No, there was no such thing. However, authorities did find three skeletons soaking in a malodorous bath of red sewage water.

"The sarcophagus has been opened, but we have not been hit by a curse," says Mostafa Waziri, secretary general of the Supreme Council of Antiquities in Egypt.

Not Alexander The Great

The discovery dashes hopes of finding the body of Alexander the Great. When archaeologists stumbled upon the sarcophagus in Alexandria in northern Egypt, armchair pundits have raised expectations that it could be the corpse of the celebrated Macedonian ruler.

An initial analysis of the sarcophagus dated it back to the Ptolemaic period, a time after Alexander had conquered the area before he died in 323 BC.

His body was never found. Historians say Alexander himself asked that his body had to be thrown into the Euphrates River, though rumors that he must be lying somewhere in an unopened grave are rife.

3 Skeletons And A Lot Of Sewage

Images shared by the Egyptian Ministry of Antiquities show the sarcophagus is filled with liquid sewage. It is unclear how it got there, but it must have seeped in at some point, authorities say.

Archaeologists present at the opening had to leave the sarcophagus for an hour to allow the odor to dissipate. Upon closer inspection, they saw that one of the three skeletons had a fracture in the skull, most likely from being hit by an arrow.

According to Waziri, no special inscriptions, amulets, small statues, or metallic masks were found that could indicate that the skeletons belonged to members of the Ptolemaic elite.

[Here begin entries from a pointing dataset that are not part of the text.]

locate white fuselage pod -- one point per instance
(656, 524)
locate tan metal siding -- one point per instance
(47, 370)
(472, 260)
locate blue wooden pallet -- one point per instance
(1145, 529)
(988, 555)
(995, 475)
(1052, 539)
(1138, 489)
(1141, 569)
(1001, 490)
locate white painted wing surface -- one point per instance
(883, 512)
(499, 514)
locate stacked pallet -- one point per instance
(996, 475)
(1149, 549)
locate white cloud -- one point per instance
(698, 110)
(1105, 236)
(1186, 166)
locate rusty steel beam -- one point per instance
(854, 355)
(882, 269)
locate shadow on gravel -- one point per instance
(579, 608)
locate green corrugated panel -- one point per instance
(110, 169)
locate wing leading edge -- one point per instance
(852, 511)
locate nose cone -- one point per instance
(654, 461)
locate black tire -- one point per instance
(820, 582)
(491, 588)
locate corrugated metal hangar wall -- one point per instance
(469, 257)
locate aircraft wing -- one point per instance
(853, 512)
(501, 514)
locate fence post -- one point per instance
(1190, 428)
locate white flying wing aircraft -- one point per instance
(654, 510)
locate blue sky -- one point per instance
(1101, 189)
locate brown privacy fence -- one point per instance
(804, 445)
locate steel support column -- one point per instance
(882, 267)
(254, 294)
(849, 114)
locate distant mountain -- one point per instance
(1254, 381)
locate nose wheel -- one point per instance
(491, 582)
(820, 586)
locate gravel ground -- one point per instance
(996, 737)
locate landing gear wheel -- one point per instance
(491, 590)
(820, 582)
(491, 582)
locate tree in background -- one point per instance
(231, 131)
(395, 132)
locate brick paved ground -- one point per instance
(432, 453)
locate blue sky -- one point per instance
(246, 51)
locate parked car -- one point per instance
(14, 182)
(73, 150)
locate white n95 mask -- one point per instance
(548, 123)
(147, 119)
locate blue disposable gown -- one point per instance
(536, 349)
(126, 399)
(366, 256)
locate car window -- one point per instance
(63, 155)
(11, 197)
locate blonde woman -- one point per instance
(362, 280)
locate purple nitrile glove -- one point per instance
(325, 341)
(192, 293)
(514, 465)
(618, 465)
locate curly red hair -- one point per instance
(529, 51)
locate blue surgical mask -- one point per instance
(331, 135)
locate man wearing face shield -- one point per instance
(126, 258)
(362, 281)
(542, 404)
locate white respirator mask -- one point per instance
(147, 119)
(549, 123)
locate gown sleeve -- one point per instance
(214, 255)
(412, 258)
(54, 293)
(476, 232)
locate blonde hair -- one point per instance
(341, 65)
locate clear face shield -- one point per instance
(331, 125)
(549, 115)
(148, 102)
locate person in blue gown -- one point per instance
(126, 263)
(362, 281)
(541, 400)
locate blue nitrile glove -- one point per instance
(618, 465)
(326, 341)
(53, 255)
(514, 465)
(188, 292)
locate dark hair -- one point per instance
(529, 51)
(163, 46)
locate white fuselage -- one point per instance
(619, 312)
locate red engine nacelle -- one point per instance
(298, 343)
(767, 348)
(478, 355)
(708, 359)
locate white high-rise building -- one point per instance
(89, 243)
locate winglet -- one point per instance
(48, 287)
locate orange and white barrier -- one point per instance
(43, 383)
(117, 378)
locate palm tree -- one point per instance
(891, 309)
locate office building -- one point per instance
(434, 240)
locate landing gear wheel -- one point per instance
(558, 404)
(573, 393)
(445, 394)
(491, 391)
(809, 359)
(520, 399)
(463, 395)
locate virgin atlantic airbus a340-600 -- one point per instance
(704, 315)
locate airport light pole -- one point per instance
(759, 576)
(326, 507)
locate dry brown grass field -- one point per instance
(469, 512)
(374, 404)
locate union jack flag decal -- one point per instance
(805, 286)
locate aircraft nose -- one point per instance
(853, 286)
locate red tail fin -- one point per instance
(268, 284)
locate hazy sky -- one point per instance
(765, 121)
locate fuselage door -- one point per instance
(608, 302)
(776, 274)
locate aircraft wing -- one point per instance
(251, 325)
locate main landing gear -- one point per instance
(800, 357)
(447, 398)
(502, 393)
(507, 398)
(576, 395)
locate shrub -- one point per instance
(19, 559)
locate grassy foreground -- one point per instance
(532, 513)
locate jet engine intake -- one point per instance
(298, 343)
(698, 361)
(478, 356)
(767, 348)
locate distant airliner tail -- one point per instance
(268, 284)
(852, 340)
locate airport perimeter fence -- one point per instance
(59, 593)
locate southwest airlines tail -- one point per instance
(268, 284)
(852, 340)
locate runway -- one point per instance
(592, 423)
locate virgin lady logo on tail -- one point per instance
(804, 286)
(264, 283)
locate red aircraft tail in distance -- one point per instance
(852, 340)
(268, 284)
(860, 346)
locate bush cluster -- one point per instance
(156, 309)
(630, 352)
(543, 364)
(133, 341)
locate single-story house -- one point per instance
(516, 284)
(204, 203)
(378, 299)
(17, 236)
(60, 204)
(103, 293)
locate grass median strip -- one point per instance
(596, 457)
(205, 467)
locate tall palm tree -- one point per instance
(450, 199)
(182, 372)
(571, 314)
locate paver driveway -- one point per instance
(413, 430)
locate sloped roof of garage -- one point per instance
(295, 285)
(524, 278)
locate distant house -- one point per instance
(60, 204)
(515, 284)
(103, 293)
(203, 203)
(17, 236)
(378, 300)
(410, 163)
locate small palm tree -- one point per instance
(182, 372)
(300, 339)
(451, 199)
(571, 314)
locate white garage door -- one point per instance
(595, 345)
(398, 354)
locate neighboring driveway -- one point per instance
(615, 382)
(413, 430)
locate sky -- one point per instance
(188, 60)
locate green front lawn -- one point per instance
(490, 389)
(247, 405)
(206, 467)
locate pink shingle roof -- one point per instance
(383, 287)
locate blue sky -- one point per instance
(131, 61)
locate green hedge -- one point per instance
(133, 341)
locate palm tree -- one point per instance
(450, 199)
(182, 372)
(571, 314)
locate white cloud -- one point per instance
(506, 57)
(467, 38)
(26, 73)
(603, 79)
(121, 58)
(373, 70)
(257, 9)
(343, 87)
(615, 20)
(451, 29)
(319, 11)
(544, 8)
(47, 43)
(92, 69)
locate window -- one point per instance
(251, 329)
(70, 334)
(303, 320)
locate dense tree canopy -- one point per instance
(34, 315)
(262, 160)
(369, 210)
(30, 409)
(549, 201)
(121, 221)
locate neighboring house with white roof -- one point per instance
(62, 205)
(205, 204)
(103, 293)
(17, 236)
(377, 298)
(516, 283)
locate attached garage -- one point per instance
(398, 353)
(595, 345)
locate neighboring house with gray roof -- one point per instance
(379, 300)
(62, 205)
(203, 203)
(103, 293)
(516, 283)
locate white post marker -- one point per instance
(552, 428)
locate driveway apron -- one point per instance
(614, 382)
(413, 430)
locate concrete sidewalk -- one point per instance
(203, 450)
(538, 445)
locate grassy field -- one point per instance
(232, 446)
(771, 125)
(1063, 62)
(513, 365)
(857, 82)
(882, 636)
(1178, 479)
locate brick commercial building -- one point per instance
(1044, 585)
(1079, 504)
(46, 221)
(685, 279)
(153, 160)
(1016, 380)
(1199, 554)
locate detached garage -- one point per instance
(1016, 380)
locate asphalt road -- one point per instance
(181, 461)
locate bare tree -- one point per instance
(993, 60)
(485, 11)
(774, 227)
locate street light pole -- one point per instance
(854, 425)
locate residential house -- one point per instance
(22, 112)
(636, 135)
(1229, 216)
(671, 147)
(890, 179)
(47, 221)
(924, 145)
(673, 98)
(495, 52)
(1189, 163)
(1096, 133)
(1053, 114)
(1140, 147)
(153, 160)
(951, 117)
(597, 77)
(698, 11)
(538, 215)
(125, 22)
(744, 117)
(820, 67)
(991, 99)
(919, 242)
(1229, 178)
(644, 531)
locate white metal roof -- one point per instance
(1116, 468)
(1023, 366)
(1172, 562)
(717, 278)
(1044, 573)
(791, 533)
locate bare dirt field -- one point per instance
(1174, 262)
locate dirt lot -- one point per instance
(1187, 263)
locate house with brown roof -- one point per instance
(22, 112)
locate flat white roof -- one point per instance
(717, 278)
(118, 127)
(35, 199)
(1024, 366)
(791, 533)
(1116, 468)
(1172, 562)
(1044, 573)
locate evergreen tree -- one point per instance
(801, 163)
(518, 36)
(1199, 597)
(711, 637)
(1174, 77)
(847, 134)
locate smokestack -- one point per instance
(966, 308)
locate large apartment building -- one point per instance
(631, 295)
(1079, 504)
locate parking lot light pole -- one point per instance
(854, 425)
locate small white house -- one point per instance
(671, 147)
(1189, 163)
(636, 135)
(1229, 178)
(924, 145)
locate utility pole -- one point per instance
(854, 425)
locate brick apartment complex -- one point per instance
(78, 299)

The most possible explanation, for now, is that the skeletons belonged to soldiers who died in one of the many battles that took place after Alexander died.

Following his death, a line of pharaohs sprung from one of Alexander's generals, most of whom were involved in wars against the Roman Empire.

It is possible that the individuals found in the sarcophagus were soldiers who died in battle during one of the wars. However, it is still unclear why they were put together in one sarcophagus.

Giant Black Sarcophagus Discovered

Archaeologists found the sarcophagus in a construction site at the Sidi Gaber neighborhood in Alexandria. They also discovered an alabaster bust, which they speculated could represent the individual inside the sarcophagus.

Measuring 9 feet long, 5 feet wide, and 6 feet tall, the sarcophagus is the largest found in Alexandria. It was found with a thick layer of mortar between the lid and the body, suggesting that the sarcophagus has never been opened since it was sealed 2,000 years ago.

It is very rare for archaeologists to find an intact sarcophagus, even one that is not of this size since grave robbers and looters would have pillaged most of them over the centuries.